Meyer Wilson

Recovering Losses Caused By Investment Misconduct

New Details Emerge in Dayton, Ohio Ponzi Scheme Case

A federal complaint accuses William Apostelos and wife Connie Apostelos of running a Ponzi scheme involving 450 investors and losses of more than $30 million.

William Apostelos and his wife Connie are reportedly under investigation by the Federal Bureau of Investigation for operating a massive Ponzi scheme that is believed to have duped at least 213 victims out of tens of millions of dollars. According to an affidavit submitted by an FBI agent in a federal forfeiture proceeding, authorities believe probable cause exists to suspect that William Apostelos, his wife Connie Apostelos, Scott Doak, and Rebekah Fairchild were involved in the scheme together.

Allegations against the couple originally came out last fall when federal officials accused Mr. and Mrs. Apostelos of stealing more than $50 million from approximately 160 investors in the Miami area.

The affidavit reveals new details about the couple and their alleged scheme, including allegations that they spent $35,000 a month on the wife’s horse racing business and accusations that the husband took approximately $17 million from his investors and placed it in his personal bank accounts.

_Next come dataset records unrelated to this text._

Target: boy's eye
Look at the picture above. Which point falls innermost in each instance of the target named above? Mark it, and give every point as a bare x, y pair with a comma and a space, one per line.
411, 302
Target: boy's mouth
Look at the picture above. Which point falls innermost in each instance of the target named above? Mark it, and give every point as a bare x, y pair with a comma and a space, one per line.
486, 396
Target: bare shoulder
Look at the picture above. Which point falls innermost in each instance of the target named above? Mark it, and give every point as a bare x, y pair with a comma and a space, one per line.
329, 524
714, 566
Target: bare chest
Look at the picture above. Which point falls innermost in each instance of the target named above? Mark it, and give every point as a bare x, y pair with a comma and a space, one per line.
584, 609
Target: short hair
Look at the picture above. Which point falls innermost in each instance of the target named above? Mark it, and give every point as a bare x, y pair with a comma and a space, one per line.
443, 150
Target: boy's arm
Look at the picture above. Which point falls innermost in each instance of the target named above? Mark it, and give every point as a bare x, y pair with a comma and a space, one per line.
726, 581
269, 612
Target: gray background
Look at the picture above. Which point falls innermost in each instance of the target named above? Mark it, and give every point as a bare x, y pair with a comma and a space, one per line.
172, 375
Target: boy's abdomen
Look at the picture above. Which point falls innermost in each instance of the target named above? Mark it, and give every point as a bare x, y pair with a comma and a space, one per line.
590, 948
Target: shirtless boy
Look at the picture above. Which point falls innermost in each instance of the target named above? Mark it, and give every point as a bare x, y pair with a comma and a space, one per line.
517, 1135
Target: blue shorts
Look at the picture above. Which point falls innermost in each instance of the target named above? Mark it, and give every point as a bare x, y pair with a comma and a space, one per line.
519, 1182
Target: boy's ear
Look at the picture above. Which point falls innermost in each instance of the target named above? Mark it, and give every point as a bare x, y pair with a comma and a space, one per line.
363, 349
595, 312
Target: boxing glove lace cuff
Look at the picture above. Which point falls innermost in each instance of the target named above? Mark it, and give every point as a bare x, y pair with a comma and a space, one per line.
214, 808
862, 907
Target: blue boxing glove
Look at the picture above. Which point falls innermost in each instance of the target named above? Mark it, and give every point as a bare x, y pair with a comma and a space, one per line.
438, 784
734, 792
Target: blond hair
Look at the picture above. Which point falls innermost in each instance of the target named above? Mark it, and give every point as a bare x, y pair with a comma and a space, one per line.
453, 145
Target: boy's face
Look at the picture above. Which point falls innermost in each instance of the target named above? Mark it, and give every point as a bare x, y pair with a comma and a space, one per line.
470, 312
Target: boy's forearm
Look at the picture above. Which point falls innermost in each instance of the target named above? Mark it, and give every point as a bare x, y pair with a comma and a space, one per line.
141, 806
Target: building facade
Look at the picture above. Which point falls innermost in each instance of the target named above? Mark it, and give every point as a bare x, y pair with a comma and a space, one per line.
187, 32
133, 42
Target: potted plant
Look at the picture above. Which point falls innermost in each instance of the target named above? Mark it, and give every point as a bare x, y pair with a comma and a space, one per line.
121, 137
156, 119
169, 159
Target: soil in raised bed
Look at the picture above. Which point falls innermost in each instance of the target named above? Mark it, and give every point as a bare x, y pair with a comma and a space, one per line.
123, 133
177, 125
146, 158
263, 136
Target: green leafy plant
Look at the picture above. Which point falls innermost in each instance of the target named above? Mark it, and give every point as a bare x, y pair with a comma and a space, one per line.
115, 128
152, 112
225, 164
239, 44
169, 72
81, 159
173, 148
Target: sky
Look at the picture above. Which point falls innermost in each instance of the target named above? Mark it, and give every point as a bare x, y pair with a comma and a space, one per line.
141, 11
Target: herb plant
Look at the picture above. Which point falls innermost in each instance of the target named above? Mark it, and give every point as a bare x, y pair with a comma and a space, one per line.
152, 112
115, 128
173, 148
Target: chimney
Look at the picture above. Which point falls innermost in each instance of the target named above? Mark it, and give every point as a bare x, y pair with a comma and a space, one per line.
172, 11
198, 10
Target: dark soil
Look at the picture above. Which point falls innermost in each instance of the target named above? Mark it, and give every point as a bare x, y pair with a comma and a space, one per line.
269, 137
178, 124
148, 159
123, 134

The affidavit also details the lengths the couple allegedly went to in order to hide their misconduct and fend off aggrieved investors.

The affidavit also detailed the alleged pitches that were made to various investors. For example, one investor was allegedly told that his $395,000 investment would be used to purchase an Ohio farm that would be quickly resold at a profit. In another example, a victim was allegedly told that his $100,000 investment would be used to invest in stocks through a TD Ameritrade account and was provided a TD Ameritrade website where he could track his investment. However, the affidavit alleged that the TD Ameritrade website provided to the victim was not a real trading account, but instead a training account program that did not trade real money.

Apostelos also faces a separate forced bankruptcy and a civil case in the U.S. District Court for the Southern District of Ohio. Despite the accusations that have been brought against the couple, there have been no criminal charges filed yet. When asked about an indictment, the assistant U.S. attorney could neither confirm nor deny if one is pending.